Calvin Scott is a New York City based photographer with a background as an ink-based surrealist artist. After attending The Savannah College of Art & Design, he has since trained under photographers Platon, Mark Seliger, and Annie Leibovitz. Calvin has embraced photography as a means of coping with the symptoms of his Bipolar Disorder, channeling manic and depressive episodes through stark compositions. Influenced by modernist traditions of photography, as well as mid-twentieth century portrait and fashion photography, Calvin’s work focuses on minimalist yet dramatic lighting and geometry, and the role that photography as a complex medium plays in exploring his and the human condition.

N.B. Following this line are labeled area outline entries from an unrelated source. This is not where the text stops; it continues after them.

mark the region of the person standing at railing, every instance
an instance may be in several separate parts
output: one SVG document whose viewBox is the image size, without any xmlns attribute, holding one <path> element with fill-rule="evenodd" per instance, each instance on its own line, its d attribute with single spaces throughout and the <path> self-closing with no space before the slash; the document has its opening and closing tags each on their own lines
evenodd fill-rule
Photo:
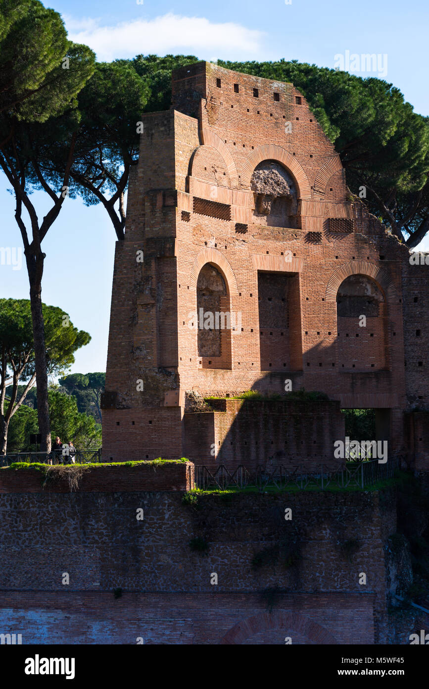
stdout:
<svg viewBox="0 0 429 689">
<path fill-rule="evenodd" d="M 69 464 L 74 464 L 76 462 L 76 449 L 73 444 L 73 440 L 69 441 Z"/>
<path fill-rule="evenodd" d="M 61 455 L 63 455 L 63 443 L 58 435 L 55 438 L 55 442 L 52 445 L 52 457 L 54 457 L 54 464 L 58 464 L 61 461 Z M 52 464 L 52 459 L 50 464 Z"/>
</svg>

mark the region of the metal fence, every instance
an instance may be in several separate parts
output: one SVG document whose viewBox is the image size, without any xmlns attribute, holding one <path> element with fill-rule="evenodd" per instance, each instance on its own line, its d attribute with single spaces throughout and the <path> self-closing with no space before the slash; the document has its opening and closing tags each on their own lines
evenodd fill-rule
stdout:
<svg viewBox="0 0 429 689">
<path fill-rule="evenodd" d="M 101 448 L 98 450 L 76 450 L 74 459 L 76 463 L 82 464 L 101 462 Z M 66 464 L 68 461 L 69 457 L 58 451 L 13 452 L 0 456 L 0 466 L 9 466 L 15 462 L 58 464 Z"/>
<path fill-rule="evenodd" d="M 221 490 L 256 487 L 259 491 L 267 488 L 285 490 L 287 488 L 325 490 L 327 488 L 356 487 L 361 490 L 373 486 L 379 481 L 392 478 L 407 464 L 406 455 L 397 455 L 385 464 L 377 460 L 368 462 L 346 462 L 333 468 L 320 464 L 320 469 L 309 471 L 305 464 L 291 469 L 283 466 L 267 467 L 260 465 L 248 469 L 241 464 L 236 469 L 228 469 L 224 464 L 217 466 L 195 466 L 195 487 L 201 490 Z"/>
</svg>

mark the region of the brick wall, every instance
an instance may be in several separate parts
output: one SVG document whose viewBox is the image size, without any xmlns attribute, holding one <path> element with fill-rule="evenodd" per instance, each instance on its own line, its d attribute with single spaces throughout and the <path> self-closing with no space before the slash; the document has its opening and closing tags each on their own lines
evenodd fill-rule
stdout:
<svg viewBox="0 0 429 689">
<path fill-rule="evenodd" d="M 429 283 L 424 267 L 409 265 L 407 248 L 350 196 L 339 158 L 305 99 L 292 84 L 199 63 L 173 72 L 172 109 L 143 121 L 126 240 L 116 260 L 106 382 L 117 394 L 118 411 L 136 424 L 142 419 L 137 446 L 159 445 L 157 456 L 168 453 L 171 436 L 168 456 L 177 456 L 186 428 L 180 415 L 174 429 L 162 415 L 170 391 L 183 408 L 190 391 L 282 392 L 290 379 L 294 389 L 324 391 L 342 407 L 391 410 L 390 450 L 402 448 L 404 411 L 410 399 L 427 396 L 426 330 L 422 325 L 416 338 L 419 314 L 408 288 L 414 285 L 427 303 Z M 264 160 L 283 166 L 294 180 L 293 227 L 256 212 L 250 183 Z M 228 212 L 214 217 L 210 209 L 217 204 Z M 245 232 L 236 232 L 237 225 Z M 320 233 L 320 240 L 311 232 Z M 139 247 L 144 263 L 136 265 Z M 230 338 L 223 333 L 220 358 L 199 356 L 197 332 L 189 326 L 207 263 L 223 277 L 225 304 L 241 316 L 240 329 Z M 258 276 L 267 274 L 294 285 L 289 322 L 285 310 L 269 329 L 261 326 L 267 313 L 258 288 Z M 364 328 L 358 319 L 337 318 L 336 294 L 351 275 L 371 278 L 384 295 L 382 314 Z M 136 389 L 138 380 L 144 391 Z M 144 409 L 162 421 L 148 433 Z M 120 426 L 113 433 L 112 418 L 104 411 L 103 447 L 119 456 L 127 431 Z"/>
<path fill-rule="evenodd" d="M 0 469 L 0 493 L 70 493 L 66 480 L 47 482 L 36 469 Z M 84 469 L 79 491 L 84 492 L 135 492 L 190 491 L 194 487 L 194 465 L 190 462 L 134 466 L 88 467 Z"/>
</svg>

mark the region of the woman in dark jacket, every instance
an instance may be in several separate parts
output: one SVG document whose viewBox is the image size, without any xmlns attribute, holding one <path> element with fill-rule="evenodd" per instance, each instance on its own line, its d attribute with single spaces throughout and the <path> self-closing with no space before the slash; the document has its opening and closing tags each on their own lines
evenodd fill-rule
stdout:
<svg viewBox="0 0 429 689">
<path fill-rule="evenodd" d="M 63 443 L 60 440 L 58 436 L 57 435 L 55 438 L 55 442 L 52 445 L 52 456 L 54 457 L 54 463 L 58 464 L 61 461 L 61 455 L 63 454 Z"/>
</svg>

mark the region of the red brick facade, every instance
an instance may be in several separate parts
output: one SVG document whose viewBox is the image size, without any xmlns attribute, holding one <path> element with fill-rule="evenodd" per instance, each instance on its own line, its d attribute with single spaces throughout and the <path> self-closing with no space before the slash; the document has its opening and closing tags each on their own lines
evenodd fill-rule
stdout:
<svg viewBox="0 0 429 689">
<path fill-rule="evenodd" d="M 115 260 L 105 458 L 182 456 L 198 425 L 185 413 L 189 392 L 283 393 L 287 380 L 342 408 L 388 410 L 389 453 L 406 449 L 404 412 L 429 404 L 428 267 L 410 265 L 406 247 L 350 194 L 305 98 L 290 83 L 199 63 L 173 72 L 171 110 L 142 121 Z M 267 190 L 273 180 L 283 190 Z M 208 292 L 199 287 L 208 264 L 225 285 L 219 310 L 240 316 L 211 356 L 197 330 L 197 301 L 217 289 L 214 278 Z M 373 296 L 362 326 L 365 290 Z M 201 424 L 195 461 L 230 442 L 213 418 L 211 440 Z M 332 430 L 327 447 L 344 435 Z M 244 456 L 245 440 L 221 454 Z M 419 457 L 424 468 L 427 445 Z"/>
</svg>

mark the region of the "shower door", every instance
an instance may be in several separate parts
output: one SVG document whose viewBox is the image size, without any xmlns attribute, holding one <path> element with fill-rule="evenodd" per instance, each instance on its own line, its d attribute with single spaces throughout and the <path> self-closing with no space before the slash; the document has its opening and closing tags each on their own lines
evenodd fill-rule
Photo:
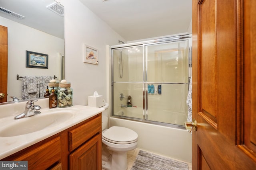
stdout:
<svg viewBox="0 0 256 170">
<path fill-rule="evenodd" d="M 144 57 L 142 45 L 112 50 L 112 113 L 142 119 L 143 112 Z M 131 105 L 127 103 L 129 96 Z"/>
<path fill-rule="evenodd" d="M 145 46 L 146 119 L 183 125 L 187 120 L 188 41 Z M 154 87 L 155 92 L 152 90 Z"/>
<path fill-rule="evenodd" d="M 112 48 L 112 115 L 184 126 L 191 74 L 189 42 L 186 39 Z"/>
</svg>

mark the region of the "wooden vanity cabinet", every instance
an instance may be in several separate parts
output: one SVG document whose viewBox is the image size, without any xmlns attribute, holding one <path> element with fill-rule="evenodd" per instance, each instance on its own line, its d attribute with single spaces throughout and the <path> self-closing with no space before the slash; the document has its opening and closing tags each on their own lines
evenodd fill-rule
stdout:
<svg viewBox="0 0 256 170">
<path fill-rule="evenodd" d="M 101 113 L 2 159 L 29 170 L 101 170 Z"/>
</svg>

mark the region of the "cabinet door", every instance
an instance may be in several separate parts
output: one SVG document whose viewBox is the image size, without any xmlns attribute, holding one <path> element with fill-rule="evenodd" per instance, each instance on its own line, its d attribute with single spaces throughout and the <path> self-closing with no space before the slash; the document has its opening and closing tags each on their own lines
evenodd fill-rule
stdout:
<svg viewBox="0 0 256 170">
<path fill-rule="evenodd" d="M 101 170 L 101 133 L 70 155 L 70 169 Z"/>
</svg>

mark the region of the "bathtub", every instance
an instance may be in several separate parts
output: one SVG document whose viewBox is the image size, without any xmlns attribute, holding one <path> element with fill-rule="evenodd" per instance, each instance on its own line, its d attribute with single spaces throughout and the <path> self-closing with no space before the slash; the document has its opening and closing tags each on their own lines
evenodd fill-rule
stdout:
<svg viewBox="0 0 256 170">
<path fill-rule="evenodd" d="M 142 113 L 142 108 L 123 107 L 121 108 L 115 115 L 143 119 Z M 148 114 L 148 120 L 182 126 L 184 125 L 184 122 L 186 121 L 187 119 L 187 114 L 178 111 L 151 109 Z"/>
<path fill-rule="evenodd" d="M 138 108 L 122 108 L 116 115 L 142 118 L 142 109 Z M 140 111 L 139 111 L 140 110 Z M 159 114 L 162 114 L 163 120 L 166 119 L 168 111 Z M 174 117 L 183 116 L 179 123 L 184 125 L 185 115 L 174 114 Z M 158 115 L 156 115 L 157 116 Z M 178 116 L 177 116 L 178 115 Z M 150 117 L 149 114 L 149 117 Z M 152 118 L 151 118 L 152 119 Z M 177 119 L 174 121 L 178 121 Z M 173 122 L 177 124 L 176 122 Z M 110 119 L 110 126 L 122 126 L 130 129 L 136 132 L 138 135 L 138 148 L 148 150 L 166 156 L 192 162 L 192 135 L 185 129 L 166 127 L 160 125 L 148 123 L 143 122 L 120 119 L 112 116 Z"/>
</svg>

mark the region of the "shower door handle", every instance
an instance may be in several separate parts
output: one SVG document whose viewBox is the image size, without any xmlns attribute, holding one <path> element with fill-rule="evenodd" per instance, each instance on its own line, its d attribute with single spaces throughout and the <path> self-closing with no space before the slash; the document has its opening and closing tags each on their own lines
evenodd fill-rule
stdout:
<svg viewBox="0 0 256 170">
<path fill-rule="evenodd" d="M 191 132 L 192 128 L 193 128 L 194 130 L 196 131 L 197 130 L 197 122 L 194 119 L 192 122 L 191 121 L 185 121 L 184 122 L 185 125 L 185 127 L 186 127 L 187 131 L 190 133 Z"/>
</svg>

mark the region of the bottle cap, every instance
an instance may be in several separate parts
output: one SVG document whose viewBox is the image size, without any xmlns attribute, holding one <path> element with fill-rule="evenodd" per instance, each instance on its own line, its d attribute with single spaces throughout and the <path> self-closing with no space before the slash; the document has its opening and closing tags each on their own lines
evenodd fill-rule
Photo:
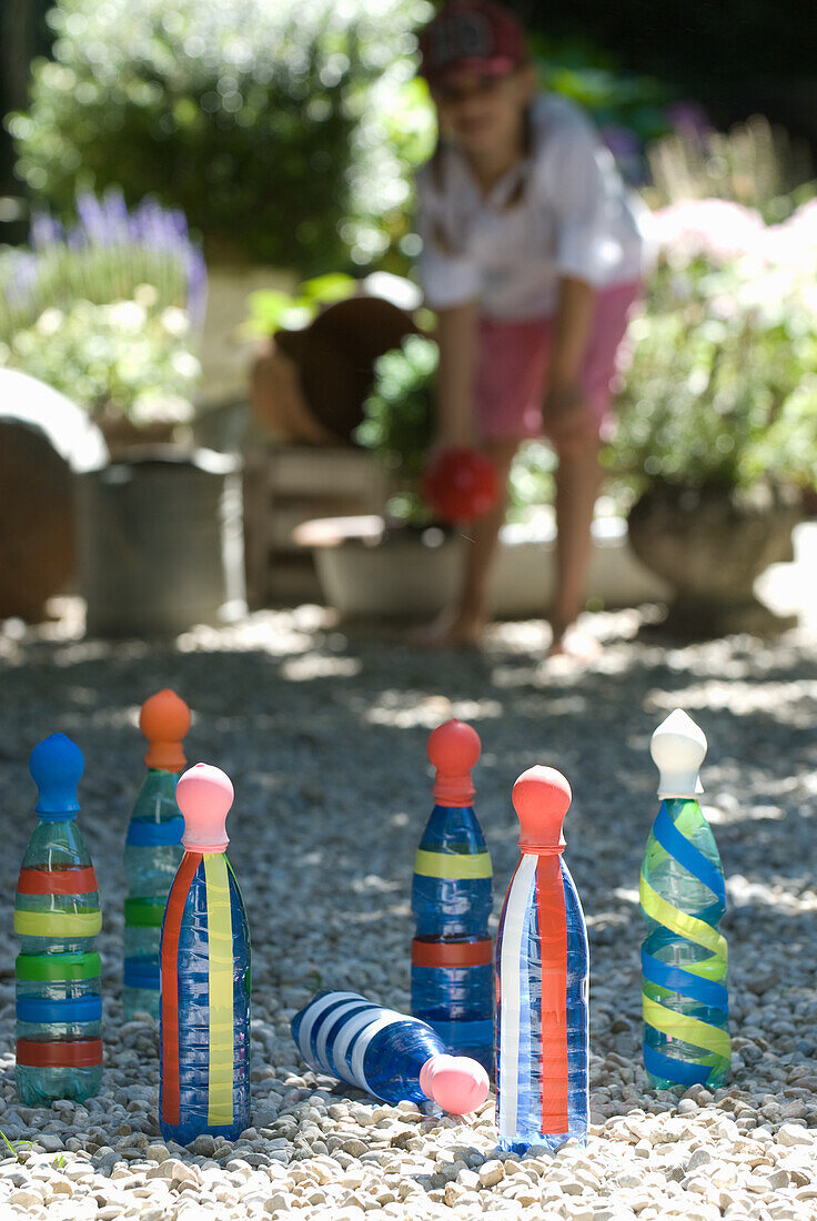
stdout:
<svg viewBox="0 0 817 1221">
<path fill-rule="evenodd" d="M 225 851 L 233 797 L 230 777 L 209 763 L 197 763 L 178 778 L 176 805 L 184 816 L 182 844 L 188 852 Z"/>
<path fill-rule="evenodd" d="M 65 734 L 44 737 L 31 753 L 28 770 L 39 790 L 37 813 L 73 818 L 79 810 L 77 785 L 85 770 L 77 744 Z"/>
<path fill-rule="evenodd" d="M 488 1074 L 469 1056 L 431 1056 L 420 1068 L 420 1089 L 451 1115 L 467 1115 L 488 1096 Z"/>
<path fill-rule="evenodd" d="M 562 823 L 573 800 L 562 773 L 552 767 L 529 767 L 514 784 L 512 800 L 521 823 L 523 852 L 561 852 Z"/>
<path fill-rule="evenodd" d="M 139 729 L 148 739 L 148 767 L 181 772 L 187 759 L 182 739 L 191 728 L 191 709 L 175 691 L 156 691 L 142 705 Z"/>
<path fill-rule="evenodd" d="M 470 806 L 474 801 L 471 768 L 482 750 L 480 735 L 464 720 L 447 720 L 429 734 L 426 747 L 437 769 L 434 799 L 438 806 Z"/>
<path fill-rule="evenodd" d="M 694 799 L 703 792 L 697 772 L 706 757 L 706 735 L 681 708 L 675 708 L 658 725 L 650 753 L 661 777 L 659 797 Z"/>
</svg>

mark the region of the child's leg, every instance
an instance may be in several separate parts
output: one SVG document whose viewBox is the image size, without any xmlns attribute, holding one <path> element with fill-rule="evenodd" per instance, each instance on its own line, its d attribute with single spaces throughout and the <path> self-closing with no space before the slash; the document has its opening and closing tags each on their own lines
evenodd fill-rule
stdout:
<svg viewBox="0 0 817 1221">
<path fill-rule="evenodd" d="M 601 485 L 598 436 L 576 438 L 559 447 L 556 473 L 556 573 L 557 592 L 551 610 L 552 651 L 558 652 L 564 636 L 585 603 L 591 553 L 591 525 Z"/>
</svg>

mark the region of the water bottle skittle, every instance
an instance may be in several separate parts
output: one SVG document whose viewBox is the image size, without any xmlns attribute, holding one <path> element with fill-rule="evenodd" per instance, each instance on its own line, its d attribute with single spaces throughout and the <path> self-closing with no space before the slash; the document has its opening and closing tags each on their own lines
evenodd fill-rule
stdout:
<svg viewBox="0 0 817 1221">
<path fill-rule="evenodd" d="M 425 1022 L 358 993 L 318 993 L 296 1013 L 291 1028 L 311 1068 L 385 1103 L 431 1101 L 452 1115 L 465 1115 L 488 1096 L 488 1077 L 476 1060 L 447 1055 Z"/>
<path fill-rule="evenodd" d="M 429 737 L 435 807 L 414 862 L 412 1013 L 443 1043 L 493 1070 L 491 857 L 474 812 L 480 740 L 448 720 Z"/>
<path fill-rule="evenodd" d="M 17 879 L 17 1094 L 27 1106 L 84 1101 L 103 1076 L 96 874 L 76 823 L 78 746 L 53 734 L 32 751 L 39 822 Z"/>
<path fill-rule="evenodd" d="M 658 1089 L 722 1085 L 732 1057 L 723 868 L 697 802 L 706 747 L 680 709 L 650 746 L 662 801 L 641 867 L 641 972 L 644 1065 Z"/>
<path fill-rule="evenodd" d="M 178 780 L 184 856 L 161 930 L 159 1121 L 165 1139 L 249 1127 L 249 928 L 225 856 L 233 789 L 197 763 Z"/>
<path fill-rule="evenodd" d="M 148 774 L 131 814 L 125 844 L 125 971 L 122 1012 L 159 1017 L 159 938 L 167 893 L 182 860 L 184 819 L 176 781 L 187 759 L 182 739 L 191 712 L 173 691 L 158 691 L 142 705 L 139 729 L 148 739 Z"/>
<path fill-rule="evenodd" d="M 521 860 L 497 935 L 497 1128 L 514 1153 L 584 1143 L 589 1118 L 587 934 L 562 860 L 570 786 L 534 767 L 513 788 Z"/>
</svg>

– How and when did you become interested in photography?
I remember I was very, very young. Very, very young with dreadful eyesight. And I remember seeing the clear image on the tiny screen of my mother’s digital camera for the first time, and the amazement and confusion that followed. Shortly thereafter, I owned my first pair of glasses and eventually my first pocket camera – I still keep it in my pocket every day. And the world is far less blurry, and I continue to photograph because the world continues to offer me reasons to photograph.
– Is there any artist/photographer who inspired your art?
I adore and am greatly inspired by the photography of James Moore and Mario Giacomelli. I revere artist and animator Don Hertzfeldt as a truly rare and brilliant creative whose work has saved my life on multiple occasions. Henri Cartier-Bresson’s many musings on photography live on my shelves and on my desk and by my bedside. I’ve also been very lucky to work alongside many gifted photographers! I’m grateful to have interned for Platon, Mark Seliger, and Annie Leibovitz. And I’ve made wonderfully talented and supportive friends in the community that inspire me daily.
– Why do you work in black and white rather than colour?
I am recently diagnosed Bipolar. After nearly a decade of being asked this question, I finally have an answer: I photograph in black and white, I photograph at all, because it gives me peace. It gives me a way to channel mania and depression, this always alternating noise and silence, into organized compositions. It’s a physical and mental relief to photograph. In my mind, I have dark black periods, and I have bright white periods. My photographs are a reflection of my desire for equilibrium.
– How much preparation do you put into taking a photograph/series of photographs?
I am always looking for geometry, always seeking a stark and sculptural composition. And my work is fueled by high contrast, which I imagine is a product of my eyesight for which I need high contrast to see clearly. It can be a very anxious practice sometimes, photography! And sometimes, very slow! I’m either running around by the seat my pants and looking for the right composition and the right time to press the button, or I am slowly and meticulously building the composition with the people I am photographing. It’s a dance, and there is a lot of trust involved.
– Where is your photography going? What projects would you like to accomplish?
I’ve recently been toying with the idea of exploring more fine-art-based avenues. I’d love to share my work in galleries. I’ve been working on a project about my late mother and what she left behind. I’m very in love with the notion of a collective consciousness, that our experiences and memories can and are shared. I’ve seen family members and strangers alike be moved to tears by some of the photographs of my mother’s items. It never fails to warm my heart. I do hope to exhibit the project, either while in progress or when I’ve finished (if I ever do).